In our discussion of rules that govern the Internet, we must turn to the work of Babbage and Turing, for it serves as the important foundation for computing at all. Babbage’s work grew out in part out of a need for more accurate mathematical tables, which were essential calculating aids used in navigation and astronomy, insurance and civil engineering. These tables were produced by human computers and by hand – and as such, they were prone to error in terms of computation and reporting. Even the slightest errors in navigational or astronomical tables can be costly – so it is no surprise that in the years leading up to Babbage’s project, government sources were willing to fund projects that would minimize the costs of troubleshooting.

For example, the British Nautical Almanac, the world’s first permanent table-making project – had a reputation for ever-improving accuracy since its inception in 1766. But moving into the 19th century, that seaman’s bible swung into a dangerous territory of inaccuracy and error, and the British government recognized the promise of producing mathematical tables mechanically and typesetting them by the same machine.

So Babbage set out, with financial support (and the admirals’ prayers) to improve the accuracy of those ever-important mathematical tables by constructing algorithm-driven machines.

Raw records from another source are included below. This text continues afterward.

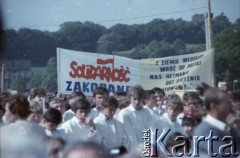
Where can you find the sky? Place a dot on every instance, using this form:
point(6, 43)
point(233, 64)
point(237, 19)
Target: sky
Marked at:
point(49, 14)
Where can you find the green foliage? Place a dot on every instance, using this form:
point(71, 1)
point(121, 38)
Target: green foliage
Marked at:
point(227, 56)
point(79, 36)
point(50, 80)
point(18, 83)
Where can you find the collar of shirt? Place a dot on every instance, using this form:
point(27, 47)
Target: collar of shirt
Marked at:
point(103, 117)
point(76, 120)
point(215, 122)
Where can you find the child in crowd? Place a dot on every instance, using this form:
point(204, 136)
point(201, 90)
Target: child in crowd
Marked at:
point(54, 146)
point(151, 102)
point(110, 131)
point(73, 98)
point(160, 97)
point(36, 114)
point(80, 127)
point(51, 120)
point(38, 95)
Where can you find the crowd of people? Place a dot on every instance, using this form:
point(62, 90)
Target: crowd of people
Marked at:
point(102, 125)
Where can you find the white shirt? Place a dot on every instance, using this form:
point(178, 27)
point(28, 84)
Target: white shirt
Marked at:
point(22, 132)
point(153, 113)
point(68, 115)
point(77, 131)
point(94, 113)
point(165, 123)
point(57, 133)
point(111, 132)
point(134, 122)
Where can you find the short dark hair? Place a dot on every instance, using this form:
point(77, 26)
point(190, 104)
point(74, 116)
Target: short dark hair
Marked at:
point(53, 115)
point(110, 101)
point(37, 91)
point(120, 92)
point(171, 141)
point(211, 96)
point(188, 120)
point(137, 91)
point(82, 104)
point(19, 105)
point(100, 90)
point(78, 94)
point(158, 90)
point(149, 93)
point(188, 95)
point(236, 96)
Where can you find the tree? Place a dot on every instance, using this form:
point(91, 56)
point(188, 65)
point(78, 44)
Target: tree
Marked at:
point(227, 46)
point(50, 79)
point(79, 36)
point(219, 23)
point(36, 80)
point(18, 84)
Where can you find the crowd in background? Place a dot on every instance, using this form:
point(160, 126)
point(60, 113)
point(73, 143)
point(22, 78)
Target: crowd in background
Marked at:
point(42, 125)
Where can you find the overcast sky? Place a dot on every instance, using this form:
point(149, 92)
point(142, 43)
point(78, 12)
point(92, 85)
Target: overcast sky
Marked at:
point(49, 14)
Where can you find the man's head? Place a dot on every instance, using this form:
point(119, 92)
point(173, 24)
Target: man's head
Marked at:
point(109, 106)
point(136, 95)
point(160, 96)
point(17, 107)
point(218, 103)
point(36, 114)
point(38, 95)
point(52, 118)
point(195, 107)
point(59, 104)
point(188, 124)
point(81, 109)
point(98, 95)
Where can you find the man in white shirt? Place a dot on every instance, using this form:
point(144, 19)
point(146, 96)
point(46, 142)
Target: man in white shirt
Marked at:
point(74, 97)
point(219, 106)
point(135, 118)
point(169, 119)
point(98, 95)
point(51, 119)
point(151, 102)
point(80, 127)
point(110, 130)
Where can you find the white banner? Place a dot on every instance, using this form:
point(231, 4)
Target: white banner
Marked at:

It was a move that mechanized the production of thought, a move that would eliminate human folly in computation, transcription and typesetting. The result would be better answers, answers which would in turn be used for giving new instructions, as inputs in other algorithms.

Babbage never finished his Difference Engine – though, in 1832 his manufacturing engineer did construct a working portion of it, which measured two and a half feet high by two feet wide by two feet deep. Babbage moved forward to conceptualizing what would be the world’s first programmable digital computer – the Analytical Engine. Babbage’s designed the engine such that it would separate the sites of arithmetic computation from the storage of numbers. The computation would be carried out through a series of steps recorded on punch cards, such as the ones used in the technology of the Jacquard loom.

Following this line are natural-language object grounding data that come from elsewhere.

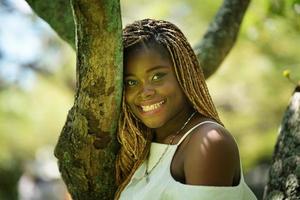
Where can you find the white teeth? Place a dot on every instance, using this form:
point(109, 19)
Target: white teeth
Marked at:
point(152, 107)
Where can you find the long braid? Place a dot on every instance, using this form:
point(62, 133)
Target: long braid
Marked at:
point(134, 136)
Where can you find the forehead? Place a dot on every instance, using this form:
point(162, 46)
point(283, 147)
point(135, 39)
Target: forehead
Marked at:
point(143, 56)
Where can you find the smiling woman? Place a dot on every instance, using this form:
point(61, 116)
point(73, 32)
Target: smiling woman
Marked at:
point(173, 142)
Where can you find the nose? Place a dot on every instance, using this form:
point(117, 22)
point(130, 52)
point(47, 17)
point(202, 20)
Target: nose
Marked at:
point(147, 91)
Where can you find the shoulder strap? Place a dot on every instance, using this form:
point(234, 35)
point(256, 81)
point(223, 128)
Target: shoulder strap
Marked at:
point(189, 131)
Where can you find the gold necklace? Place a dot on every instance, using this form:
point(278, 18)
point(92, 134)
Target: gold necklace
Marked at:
point(166, 149)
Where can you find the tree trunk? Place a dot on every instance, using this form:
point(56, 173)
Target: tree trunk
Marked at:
point(87, 146)
point(211, 50)
point(284, 174)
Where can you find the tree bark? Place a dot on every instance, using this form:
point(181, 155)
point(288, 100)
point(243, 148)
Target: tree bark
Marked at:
point(284, 174)
point(87, 146)
point(212, 49)
point(221, 35)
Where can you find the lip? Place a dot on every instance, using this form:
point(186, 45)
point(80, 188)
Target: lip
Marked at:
point(151, 112)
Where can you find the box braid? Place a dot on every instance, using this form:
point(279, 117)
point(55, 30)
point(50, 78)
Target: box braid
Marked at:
point(134, 136)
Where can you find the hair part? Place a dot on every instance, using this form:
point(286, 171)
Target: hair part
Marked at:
point(134, 137)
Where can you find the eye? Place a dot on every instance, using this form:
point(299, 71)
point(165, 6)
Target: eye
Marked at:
point(158, 76)
point(130, 83)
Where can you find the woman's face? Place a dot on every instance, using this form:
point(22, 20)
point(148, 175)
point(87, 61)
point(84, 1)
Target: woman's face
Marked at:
point(151, 88)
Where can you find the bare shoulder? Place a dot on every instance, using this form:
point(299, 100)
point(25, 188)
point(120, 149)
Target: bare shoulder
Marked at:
point(211, 157)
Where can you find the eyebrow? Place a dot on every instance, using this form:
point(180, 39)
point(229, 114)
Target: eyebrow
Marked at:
point(150, 70)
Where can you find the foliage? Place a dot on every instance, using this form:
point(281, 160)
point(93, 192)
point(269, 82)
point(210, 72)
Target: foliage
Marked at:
point(249, 90)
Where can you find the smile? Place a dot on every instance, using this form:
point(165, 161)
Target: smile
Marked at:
point(152, 107)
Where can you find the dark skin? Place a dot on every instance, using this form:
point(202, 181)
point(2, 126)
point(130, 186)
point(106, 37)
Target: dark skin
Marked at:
point(209, 155)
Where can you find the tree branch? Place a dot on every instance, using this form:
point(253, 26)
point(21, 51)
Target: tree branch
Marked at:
point(220, 35)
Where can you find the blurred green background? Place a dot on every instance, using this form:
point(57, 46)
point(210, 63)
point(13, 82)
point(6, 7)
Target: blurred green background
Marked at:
point(37, 77)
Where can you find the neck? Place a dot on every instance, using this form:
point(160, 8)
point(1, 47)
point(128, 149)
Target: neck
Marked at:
point(164, 133)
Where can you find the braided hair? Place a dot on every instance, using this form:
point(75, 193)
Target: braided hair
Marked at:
point(134, 136)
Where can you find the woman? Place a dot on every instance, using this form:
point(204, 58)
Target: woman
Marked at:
point(174, 145)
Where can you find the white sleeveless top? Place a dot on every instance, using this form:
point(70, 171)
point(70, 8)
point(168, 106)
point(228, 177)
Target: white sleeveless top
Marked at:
point(160, 185)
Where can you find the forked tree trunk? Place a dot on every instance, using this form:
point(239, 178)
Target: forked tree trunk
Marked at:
point(284, 174)
point(87, 146)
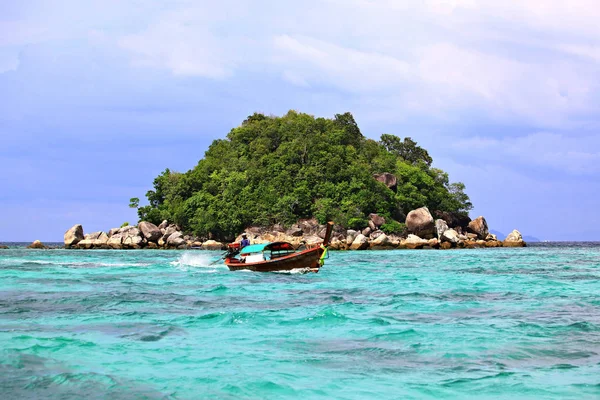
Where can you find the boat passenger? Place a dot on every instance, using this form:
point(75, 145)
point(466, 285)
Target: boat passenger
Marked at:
point(245, 241)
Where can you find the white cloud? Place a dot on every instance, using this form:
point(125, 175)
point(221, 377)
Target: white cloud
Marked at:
point(326, 63)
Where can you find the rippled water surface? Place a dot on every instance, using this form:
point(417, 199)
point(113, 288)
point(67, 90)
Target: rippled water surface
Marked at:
point(489, 323)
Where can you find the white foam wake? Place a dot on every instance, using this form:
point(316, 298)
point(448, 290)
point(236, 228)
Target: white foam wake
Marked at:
point(198, 260)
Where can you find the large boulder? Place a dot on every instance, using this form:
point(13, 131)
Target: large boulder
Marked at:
point(420, 222)
point(73, 235)
point(382, 242)
point(150, 231)
point(450, 236)
point(454, 219)
point(514, 239)
point(212, 245)
point(479, 227)
point(351, 234)
point(361, 242)
point(36, 245)
point(413, 242)
point(101, 240)
point(115, 241)
point(163, 225)
point(377, 220)
point(441, 226)
point(388, 180)
point(175, 239)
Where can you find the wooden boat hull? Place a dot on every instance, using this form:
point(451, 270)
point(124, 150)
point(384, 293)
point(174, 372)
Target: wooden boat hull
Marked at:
point(307, 259)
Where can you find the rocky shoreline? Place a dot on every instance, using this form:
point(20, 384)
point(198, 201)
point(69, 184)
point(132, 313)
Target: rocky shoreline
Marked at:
point(422, 232)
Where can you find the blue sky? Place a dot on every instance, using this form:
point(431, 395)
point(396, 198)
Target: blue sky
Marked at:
point(98, 97)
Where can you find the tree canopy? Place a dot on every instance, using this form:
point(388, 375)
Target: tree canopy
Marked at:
point(280, 169)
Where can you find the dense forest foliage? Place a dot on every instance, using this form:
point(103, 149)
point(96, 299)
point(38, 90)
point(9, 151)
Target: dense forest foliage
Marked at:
point(280, 169)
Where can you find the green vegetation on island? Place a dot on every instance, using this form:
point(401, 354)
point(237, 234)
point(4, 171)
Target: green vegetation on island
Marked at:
point(281, 169)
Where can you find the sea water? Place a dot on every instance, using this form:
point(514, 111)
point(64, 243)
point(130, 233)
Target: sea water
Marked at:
point(489, 323)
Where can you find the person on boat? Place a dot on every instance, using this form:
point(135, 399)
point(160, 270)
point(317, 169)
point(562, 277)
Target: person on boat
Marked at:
point(245, 241)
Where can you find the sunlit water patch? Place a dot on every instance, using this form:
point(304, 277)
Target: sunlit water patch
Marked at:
point(489, 323)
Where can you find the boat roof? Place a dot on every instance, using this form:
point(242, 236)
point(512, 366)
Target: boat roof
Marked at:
point(257, 248)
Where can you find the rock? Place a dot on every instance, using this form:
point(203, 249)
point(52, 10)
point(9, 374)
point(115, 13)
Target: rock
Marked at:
point(440, 227)
point(163, 225)
point(377, 220)
point(454, 219)
point(388, 179)
point(175, 239)
point(86, 244)
point(450, 236)
point(102, 240)
point(36, 245)
point(150, 231)
point(133, 241)
point(479, 227)
point(413, 242)
point(313, 239)
point(372, 226)
point(360, 243)
point(420, 222)
point(212, 245)
point(381, 242)
point(375, 235)
point(350, 236)
point(514, 239)
point(73, 235)
point(93, 235)
point(337, 244)
point(295, 231)
point(115, 241)
point(445, 245)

But however intriguing and important the technology seemed, Babbage’s Analytical Engine – due to factors financial and logistical – was never built. It comes to us only through Ada Lovelace’s annotated translation of a French introduction to the machine – a piece of writing that established the algorithm for the computation of Bernouilli numbers, and a piece of writing that established the idea of computer programming. Turing would later build on the work of Lovelace and Babbage, formalizing their concepts in the Universal Machine.

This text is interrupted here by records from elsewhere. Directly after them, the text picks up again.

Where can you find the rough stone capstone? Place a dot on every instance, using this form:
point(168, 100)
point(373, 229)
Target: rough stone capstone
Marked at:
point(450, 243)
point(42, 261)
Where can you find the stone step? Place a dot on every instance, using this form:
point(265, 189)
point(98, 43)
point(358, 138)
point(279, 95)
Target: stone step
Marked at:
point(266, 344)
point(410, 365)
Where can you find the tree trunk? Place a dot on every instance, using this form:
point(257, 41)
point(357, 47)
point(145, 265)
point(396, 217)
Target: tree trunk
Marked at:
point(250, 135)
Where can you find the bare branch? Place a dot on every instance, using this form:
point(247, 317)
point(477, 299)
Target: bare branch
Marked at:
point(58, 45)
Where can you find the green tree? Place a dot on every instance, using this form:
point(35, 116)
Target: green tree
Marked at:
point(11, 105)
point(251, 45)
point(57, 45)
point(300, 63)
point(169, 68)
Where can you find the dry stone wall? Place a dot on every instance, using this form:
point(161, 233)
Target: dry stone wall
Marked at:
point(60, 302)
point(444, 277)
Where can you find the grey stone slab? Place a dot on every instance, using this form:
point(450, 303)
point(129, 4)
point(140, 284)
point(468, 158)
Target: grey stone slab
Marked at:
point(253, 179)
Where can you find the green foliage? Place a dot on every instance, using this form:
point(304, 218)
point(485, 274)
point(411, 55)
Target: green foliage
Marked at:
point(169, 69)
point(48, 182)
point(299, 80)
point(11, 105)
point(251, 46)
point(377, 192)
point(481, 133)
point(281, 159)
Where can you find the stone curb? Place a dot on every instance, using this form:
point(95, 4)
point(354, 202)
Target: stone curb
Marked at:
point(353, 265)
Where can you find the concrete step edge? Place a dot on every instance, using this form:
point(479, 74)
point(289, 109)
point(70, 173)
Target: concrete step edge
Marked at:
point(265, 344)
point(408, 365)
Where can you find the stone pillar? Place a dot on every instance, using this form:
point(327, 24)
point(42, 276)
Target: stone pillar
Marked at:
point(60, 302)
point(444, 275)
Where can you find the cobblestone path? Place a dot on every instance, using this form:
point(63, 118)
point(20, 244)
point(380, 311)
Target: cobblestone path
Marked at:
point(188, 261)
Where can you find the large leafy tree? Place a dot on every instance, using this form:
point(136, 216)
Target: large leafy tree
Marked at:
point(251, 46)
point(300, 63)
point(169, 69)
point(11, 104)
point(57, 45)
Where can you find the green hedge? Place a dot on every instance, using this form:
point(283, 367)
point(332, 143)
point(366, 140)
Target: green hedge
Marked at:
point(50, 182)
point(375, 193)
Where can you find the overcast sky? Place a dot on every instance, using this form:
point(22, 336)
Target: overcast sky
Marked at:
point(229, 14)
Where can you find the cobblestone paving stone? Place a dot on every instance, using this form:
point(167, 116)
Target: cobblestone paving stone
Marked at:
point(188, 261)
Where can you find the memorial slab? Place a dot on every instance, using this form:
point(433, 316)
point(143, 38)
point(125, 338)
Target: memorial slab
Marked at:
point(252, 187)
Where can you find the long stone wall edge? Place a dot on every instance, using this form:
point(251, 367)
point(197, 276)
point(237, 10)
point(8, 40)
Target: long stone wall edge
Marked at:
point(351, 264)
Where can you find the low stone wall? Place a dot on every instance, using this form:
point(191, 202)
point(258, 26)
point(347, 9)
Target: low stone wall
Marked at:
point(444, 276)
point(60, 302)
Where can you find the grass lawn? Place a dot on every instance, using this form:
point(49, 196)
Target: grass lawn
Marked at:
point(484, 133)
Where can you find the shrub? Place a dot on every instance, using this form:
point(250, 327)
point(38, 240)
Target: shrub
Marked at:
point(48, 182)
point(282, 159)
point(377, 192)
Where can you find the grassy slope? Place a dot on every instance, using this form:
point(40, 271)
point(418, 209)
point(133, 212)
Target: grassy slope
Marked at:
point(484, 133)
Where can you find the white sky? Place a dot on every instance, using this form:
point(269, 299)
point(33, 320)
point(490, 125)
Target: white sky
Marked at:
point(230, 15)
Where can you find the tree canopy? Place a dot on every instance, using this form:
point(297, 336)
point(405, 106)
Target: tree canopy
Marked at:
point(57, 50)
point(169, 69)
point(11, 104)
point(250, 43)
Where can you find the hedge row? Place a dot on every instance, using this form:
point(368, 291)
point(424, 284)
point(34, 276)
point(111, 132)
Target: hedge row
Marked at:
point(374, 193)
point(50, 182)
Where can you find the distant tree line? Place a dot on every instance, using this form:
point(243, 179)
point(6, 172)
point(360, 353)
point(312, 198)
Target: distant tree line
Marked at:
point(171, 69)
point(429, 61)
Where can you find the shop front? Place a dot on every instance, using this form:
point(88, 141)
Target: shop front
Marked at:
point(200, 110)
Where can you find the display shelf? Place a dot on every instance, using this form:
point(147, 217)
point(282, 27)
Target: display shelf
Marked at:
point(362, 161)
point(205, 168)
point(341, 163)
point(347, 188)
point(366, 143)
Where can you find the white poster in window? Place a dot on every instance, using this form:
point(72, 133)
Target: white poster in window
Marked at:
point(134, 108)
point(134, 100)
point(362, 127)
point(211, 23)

When Turing introduced the mathematical description of the Universal Machine in the 1936 paper “On Computable Numbers”, he set out to answer the Entscheidungsproblem, the third question left by mathematician David Hilbert. Gödel had already answered Hilbert’s first two questions – No, mathematics was not complete, and it was not consistent. Turing showed that mathematics was not decidable. And that recipe to solve a particular problem, gave us an answer that begs the asking of a new set of questions.